Низенький, подумав, делает мне пробор на другую сторону. Длинный, поправляя мою улыбочку, продолжает:
– Бабник был еще тот.
– Да-а?
– Знаешь девчонку из турагентства «Хавас», ну, эту черномазую герлу? Вот он с ней развлекался.
– Да ты что?!
– Спроси у Жасенты, она с ней вместе в бассейн ходит.
– Ах ты сукин сын! – возмущается низенький и напрочь Убирает пробор. – И это называется – она ни с кем не гуляла! А ты уверен, что твоя Жасента не заливает?
– Не веришь, спроси у Каро. Да все ее подружки в курсе. У них ведь так – все друг дружке выкладывают.
Хорошенькое дело. Думаешь, что никто на свете ничего не знает, а оказывается, ты на самом виду. Мне, в общем-то, плевать на злые языки этих гробовщиков, но как-то не хочется присутствовать, когда будут привинчивать крышку.

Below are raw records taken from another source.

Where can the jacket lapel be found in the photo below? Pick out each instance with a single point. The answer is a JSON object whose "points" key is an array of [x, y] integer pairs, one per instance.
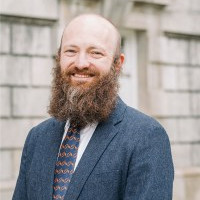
{"points": [[101, 138], [49, 151]]}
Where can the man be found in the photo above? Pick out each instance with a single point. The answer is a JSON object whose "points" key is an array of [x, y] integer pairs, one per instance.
{"points": [[94, 147]]}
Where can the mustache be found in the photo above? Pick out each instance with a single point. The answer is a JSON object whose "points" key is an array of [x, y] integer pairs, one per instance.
{"points": [[91, 71]]}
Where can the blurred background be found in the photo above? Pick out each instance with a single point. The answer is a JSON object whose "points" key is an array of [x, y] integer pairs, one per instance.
{"points": [[161, 75]]}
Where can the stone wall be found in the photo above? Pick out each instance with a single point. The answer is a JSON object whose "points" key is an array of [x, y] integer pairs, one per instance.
{"points": [[168, 60], [27, 49]]}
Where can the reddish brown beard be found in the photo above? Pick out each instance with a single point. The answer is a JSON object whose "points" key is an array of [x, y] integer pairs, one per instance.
{"points": [[83, 104]]}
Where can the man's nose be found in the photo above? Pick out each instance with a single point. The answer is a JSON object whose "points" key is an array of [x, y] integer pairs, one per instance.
{"points": [[82, 61]]}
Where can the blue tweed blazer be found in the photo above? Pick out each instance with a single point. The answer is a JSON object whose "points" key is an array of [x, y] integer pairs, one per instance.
{"points": [[127, 158]]}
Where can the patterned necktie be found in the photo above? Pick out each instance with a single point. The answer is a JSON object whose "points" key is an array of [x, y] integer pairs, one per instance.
{"points": [[64, 168]]}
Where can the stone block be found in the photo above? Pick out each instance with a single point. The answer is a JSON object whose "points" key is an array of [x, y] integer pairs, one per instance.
{"points": [[195, 104], [194, 48], [5, 34], [181, 154], [154, 77], [5, 105], [174, 50], [182, 129], [128, 91], [16, 162], [31, 40], [169, 104], [180, 22], [186, 184], [41, 71], [30, 102], [6, 165], [14, 70], [16, 130], [46, 9], [195, 154], [180, 78], [169, 77], [189, 129]]}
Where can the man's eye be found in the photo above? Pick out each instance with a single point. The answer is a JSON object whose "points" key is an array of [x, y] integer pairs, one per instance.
{"points": [[70, 52], [96, 54]]}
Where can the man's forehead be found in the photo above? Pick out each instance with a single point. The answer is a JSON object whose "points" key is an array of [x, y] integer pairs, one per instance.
{"points": [[90, 26], [91, 20]]}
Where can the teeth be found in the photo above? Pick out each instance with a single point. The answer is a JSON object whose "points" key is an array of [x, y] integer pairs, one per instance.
{"points": [[81, 75]]}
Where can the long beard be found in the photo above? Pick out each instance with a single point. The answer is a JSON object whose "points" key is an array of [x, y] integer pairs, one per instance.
{"points": [[83, 104]]}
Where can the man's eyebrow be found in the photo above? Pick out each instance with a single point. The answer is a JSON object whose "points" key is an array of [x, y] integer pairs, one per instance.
{"points": [[69, 45]]}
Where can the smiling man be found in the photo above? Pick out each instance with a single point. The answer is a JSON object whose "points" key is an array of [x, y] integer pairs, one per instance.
{"points": [[94, 147]]}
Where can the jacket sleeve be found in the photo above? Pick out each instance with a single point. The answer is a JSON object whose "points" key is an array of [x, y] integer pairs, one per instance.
{"points": [[20, 192], [151, 173]]}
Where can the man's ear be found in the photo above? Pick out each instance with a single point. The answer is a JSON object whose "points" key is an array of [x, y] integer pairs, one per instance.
{"points": [[119, 62]]}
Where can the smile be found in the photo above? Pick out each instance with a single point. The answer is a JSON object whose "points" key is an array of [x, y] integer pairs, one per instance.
{"points": [[82, 75]]}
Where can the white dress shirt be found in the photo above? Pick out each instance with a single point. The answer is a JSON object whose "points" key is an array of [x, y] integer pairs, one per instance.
{"points": [[85, 136]]}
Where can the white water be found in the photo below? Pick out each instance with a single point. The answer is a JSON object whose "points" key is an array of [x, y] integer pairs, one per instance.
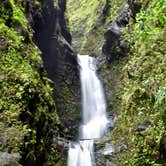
{"points": [[94, 114]]}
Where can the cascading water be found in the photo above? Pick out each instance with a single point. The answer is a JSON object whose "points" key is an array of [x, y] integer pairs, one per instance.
{"points": [[94, 114]]}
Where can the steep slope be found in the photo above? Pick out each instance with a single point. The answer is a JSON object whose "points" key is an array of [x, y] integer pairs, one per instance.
{"points": [[142, 120], [28, 118], [132, 66]]}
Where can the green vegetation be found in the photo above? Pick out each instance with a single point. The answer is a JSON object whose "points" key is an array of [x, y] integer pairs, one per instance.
{"points": [[87, 24], [26, 103], [138, 78], [142, 90], [83, 16]]}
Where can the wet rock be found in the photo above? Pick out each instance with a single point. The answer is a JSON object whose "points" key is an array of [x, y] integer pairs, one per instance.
{"points": [[60, 60], [115, 46]]}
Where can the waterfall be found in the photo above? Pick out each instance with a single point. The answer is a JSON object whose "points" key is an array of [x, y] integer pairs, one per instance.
{"points": [[94, 117]]}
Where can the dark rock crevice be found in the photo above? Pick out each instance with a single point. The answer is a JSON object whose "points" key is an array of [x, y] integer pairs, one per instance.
{"points": [[54, 41], [115, 45]]}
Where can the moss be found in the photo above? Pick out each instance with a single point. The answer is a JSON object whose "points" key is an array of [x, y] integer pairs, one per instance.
{"points": [[142, 89], [83, 16], [26, 103]]}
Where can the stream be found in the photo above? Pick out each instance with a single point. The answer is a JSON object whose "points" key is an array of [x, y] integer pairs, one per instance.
{"points": [[94, 118]]}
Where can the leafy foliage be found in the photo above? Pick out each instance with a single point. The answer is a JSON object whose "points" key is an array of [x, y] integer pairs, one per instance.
{"points": [[26, 103], [143, 93]]}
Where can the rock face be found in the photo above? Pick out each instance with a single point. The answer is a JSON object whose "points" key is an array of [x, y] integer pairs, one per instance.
{"points": [[53, 39], [114, 45]]}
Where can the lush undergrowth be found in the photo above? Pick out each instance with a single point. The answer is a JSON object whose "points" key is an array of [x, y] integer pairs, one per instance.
{"points": [[88, 20], [27, 111], [142, 120]]}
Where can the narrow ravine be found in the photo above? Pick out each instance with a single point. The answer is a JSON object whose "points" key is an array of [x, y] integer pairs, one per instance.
{"points": [[94, 123]]}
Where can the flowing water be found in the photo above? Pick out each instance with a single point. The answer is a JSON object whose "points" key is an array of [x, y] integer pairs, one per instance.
{"points": [[94, 117]]}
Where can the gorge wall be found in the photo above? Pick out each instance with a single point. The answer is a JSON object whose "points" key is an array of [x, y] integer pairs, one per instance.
{"points": [[127, 37], [39, 84], [32, 100]]}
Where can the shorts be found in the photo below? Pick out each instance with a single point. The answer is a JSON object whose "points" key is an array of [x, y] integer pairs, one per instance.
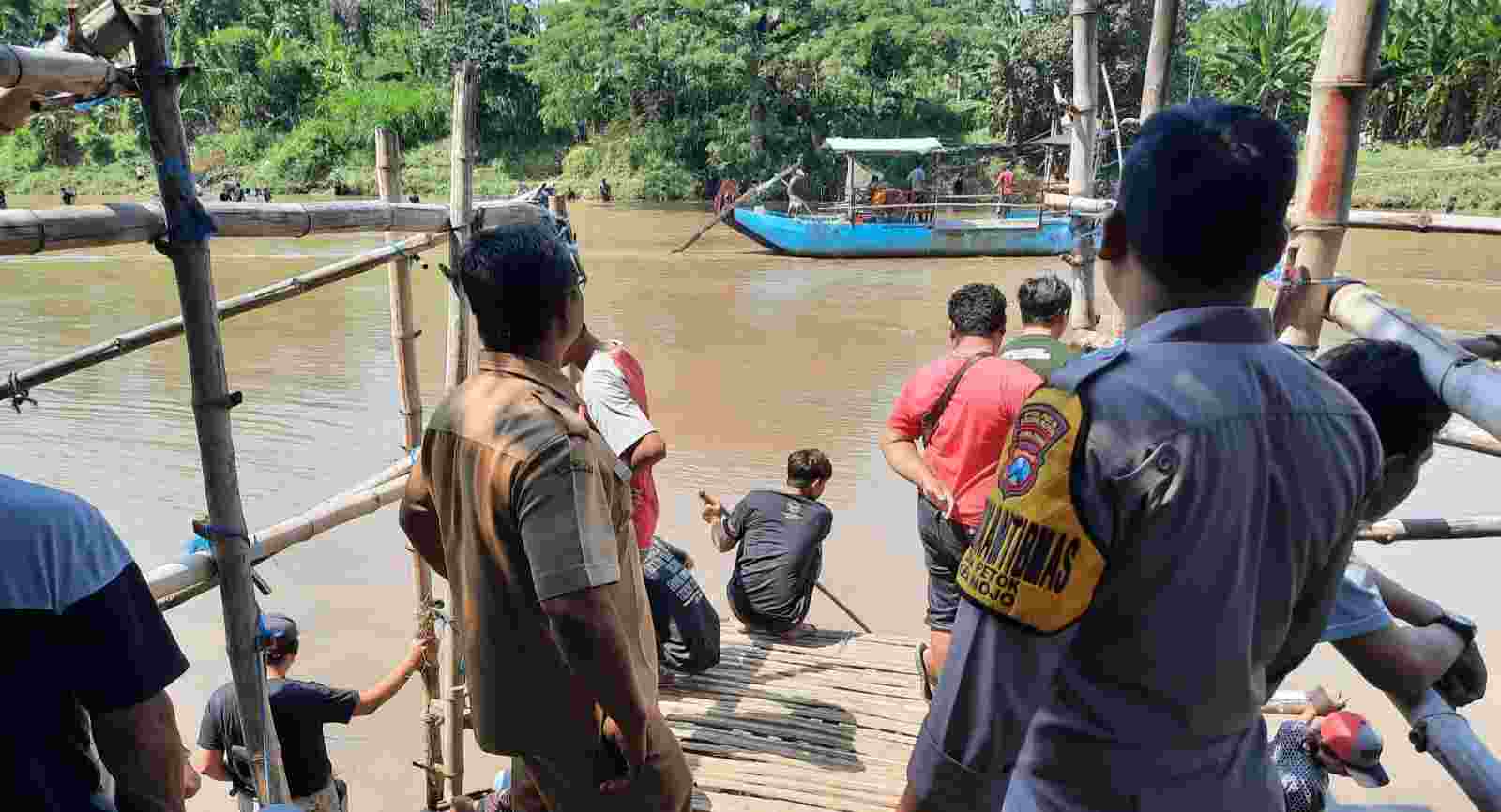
{"points": [[1358, 609], [945, 542], [570, 782]]}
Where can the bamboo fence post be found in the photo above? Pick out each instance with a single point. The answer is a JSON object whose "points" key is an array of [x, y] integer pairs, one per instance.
{"points": [[188, 227], [1160, 57], [1321, 207], [1081, 154], [409, 387]]}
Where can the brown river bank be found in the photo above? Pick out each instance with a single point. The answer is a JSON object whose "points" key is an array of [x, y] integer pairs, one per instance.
{"points": [[747, 354]]}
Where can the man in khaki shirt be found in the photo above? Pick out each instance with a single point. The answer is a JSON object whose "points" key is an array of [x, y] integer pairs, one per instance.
{"points": [[523, 507]]}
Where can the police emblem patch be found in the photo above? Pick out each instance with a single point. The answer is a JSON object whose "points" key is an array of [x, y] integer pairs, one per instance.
{"points": [[1039, 427]]}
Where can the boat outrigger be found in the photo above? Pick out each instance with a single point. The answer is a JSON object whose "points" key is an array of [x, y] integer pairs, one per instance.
{"points": [[932, 225]]}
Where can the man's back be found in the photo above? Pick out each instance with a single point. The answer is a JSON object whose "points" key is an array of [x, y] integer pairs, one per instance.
{"points": [[488, 457], [781, 551]]}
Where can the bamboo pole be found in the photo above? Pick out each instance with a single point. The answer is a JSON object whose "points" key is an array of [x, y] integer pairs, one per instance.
{"points": [[188, 227], [1321, 206], [155, 334], [105, 30], [1413, 530], [195, 572], [72, 227], [1468, 384], [409, 389], [755, 191], [42, 71]]}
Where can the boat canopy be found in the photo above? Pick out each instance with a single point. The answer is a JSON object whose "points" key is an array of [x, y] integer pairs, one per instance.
{"points": [[887, 146]]}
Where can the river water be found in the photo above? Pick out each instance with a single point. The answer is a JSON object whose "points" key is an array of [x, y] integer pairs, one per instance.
{"points": [[748, 356]]}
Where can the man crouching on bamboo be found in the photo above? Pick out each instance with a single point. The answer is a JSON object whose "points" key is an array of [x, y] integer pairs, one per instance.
{"points": [[523, 507]]}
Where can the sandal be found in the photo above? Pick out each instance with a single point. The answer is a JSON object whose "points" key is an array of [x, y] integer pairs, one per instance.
{"points": [[922, 671]]}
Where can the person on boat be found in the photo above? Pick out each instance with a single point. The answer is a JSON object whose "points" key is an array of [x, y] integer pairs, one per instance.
{"points": [[781, 537], [90, 664], [961, 407], [1437, 649], [614, 390], [299, 710], [1171, 519], [518, 502], [1045, 304]]}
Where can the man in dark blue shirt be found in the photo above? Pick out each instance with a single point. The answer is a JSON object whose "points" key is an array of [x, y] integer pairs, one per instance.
{"points": [[299, 710], [74, 602], [781, 536]]}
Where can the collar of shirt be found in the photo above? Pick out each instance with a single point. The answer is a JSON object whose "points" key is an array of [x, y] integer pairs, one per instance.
{"points": [[505, 364], [1213, 324]]}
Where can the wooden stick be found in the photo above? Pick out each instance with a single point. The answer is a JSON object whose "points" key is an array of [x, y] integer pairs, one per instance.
{"points": [[72, 227], [847, 609], [187, 245], [154, 334], [727, 210], [1321, 207], [195, 574], [41, 71], [409, 390], [1410, 530]]}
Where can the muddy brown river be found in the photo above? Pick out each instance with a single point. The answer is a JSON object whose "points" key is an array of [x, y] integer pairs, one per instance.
{"points": [[748, 356]]}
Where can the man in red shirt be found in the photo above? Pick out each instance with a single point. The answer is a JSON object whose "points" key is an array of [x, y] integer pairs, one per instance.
{"points": [[963, 437]]}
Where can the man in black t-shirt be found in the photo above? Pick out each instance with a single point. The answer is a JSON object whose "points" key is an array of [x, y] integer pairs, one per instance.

– Ха! Погляди-ка, что у него в кармане.
– Оставь, родственники иногда нарочно вкладывают.
– Телка что надо, а? Все при ней… Это когда же было?… Фу-ты ну-ты, Мисс Альбервиль!
– Думаешь, она подложила карточку, чтоб он ее на том свете только такой и вспоминал?
И так далее… Похоже, они завелись надолго, так что лучше отключиться. Пока они крутят фотографию Фабьены, нырну-ка я в нее. И попробую погрузиться так глубоко, как не осмеливался раньше. Страшно хочется узнать, как она жила до того, как мы встретились; увидеть ее совсем маленькой, потом подростком на рынке с тележкой, потом начинающей фотомоделью, разделить с ней одинокие годы, которые она прожила без меня, – однако я выныриваю в театральном зале казино, среди смокингов и вечерних платьев.
– О наши богини, гордые, нежные, блистательные, загадочные, неизменно прелестные и грациозные, чья красота не уступает уму, сегодня в моем лице город Экс-ле-Бен рад приветствовать вас в Савойском дворце, который был сооружен Шарлем Гарнье в 1849 году и превратился на один день в храм красоты, в котором воссияет, подобно пеннорожденной Венере, избранная нами верховная жрица-весталка, иначе говоря, «Мисс Савойя-86» (аплодисменты), будущая посланница нашего благодатного солнечного края на национальном конкурсе, где она, несомненно, затмит всех! Да здравствует Мисс Франция! Да здравствует Франция! – выкрикивает, стоя на сцене перед опущенным занавесом, месье Рюмийо, помощник мэра по культуре, председатель Зрелищного комитета. Под крики «браво» он приветствует парижского представителя, присланного наблюдать за ходом отборочного тура, и, воздев руки, пятится за кулисы, затем выскакивает оттуда на цыпочках и уносит микрофон на ножке. Занавес поднимается, и начинается парад претенденток.